Schindler works into glossy layers of oil paint with a gesture that’s both sharp and fluid. “Subtraction and the act of removing wet paint from the surface is also something I’m thinking about, perhaps as a way of manipulating a negative into a positive,” she explains, a process that speaks to her interest in concepts of desire. “I like that idea that love always comes with a silly pang of pain. That desire is forever rooted in an amorphous unfulfillable lack,” she says. Her painting Limb-Loosener takes its name from the work of Greek poet Sappho, which was translated by Anne Carson in the book Eros the Bittersweet. “Like a memory of a past lover’s face or a familiar scent, these two words lingered with me for a while so I thought it would make a good title,” she says. Within the work, a figure emerges from a collection of curves layered like a multiple exposure photograph.

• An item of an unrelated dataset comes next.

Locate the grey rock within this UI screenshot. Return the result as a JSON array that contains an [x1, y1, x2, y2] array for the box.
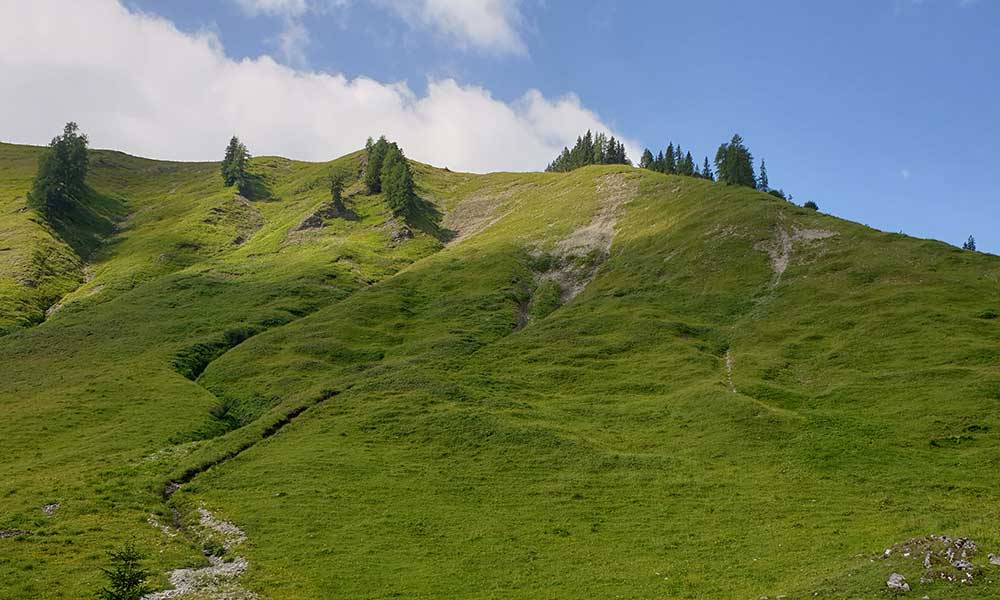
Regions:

Carson’s book deals with Eros as it was conceived in ancient Greece, bound up with lack, but Schindler also cites fluidity and multiplicity in language related to the feminine as an interest—specifically within the work of French philosophers Luce Irigaray and Hélèn Cixous.
“Painting, like desire, is also always rooted in a lack. It is not real, never complete. Full of contradictions and questions unanswered”
“I also have this endless visual archive of pictures that I take and that I save from films or from the internet,” says Schindler. “It has many images of Ancient Mesopotamian-Semitic and Hebrew goddesses figurines (Ishtar, Asherah Anat), sort of old-erotica photographs from the 1920s to 1950s that I’ve recently discovered (Atelier Manassé, Carlo Molino) and many figurative paintings (lots of Courbet, Munch, Balthus and the great Leonor Fini).” Histories of imaged women layer up on Schindler’s canvasses, and yet they seem less calcified than totally liquid, slipping from recognition with a wink. “Painting, like desire, is also always rooted in a lack,” she says. “It is not real, never complete. Full of contradictions and questions unanswered.”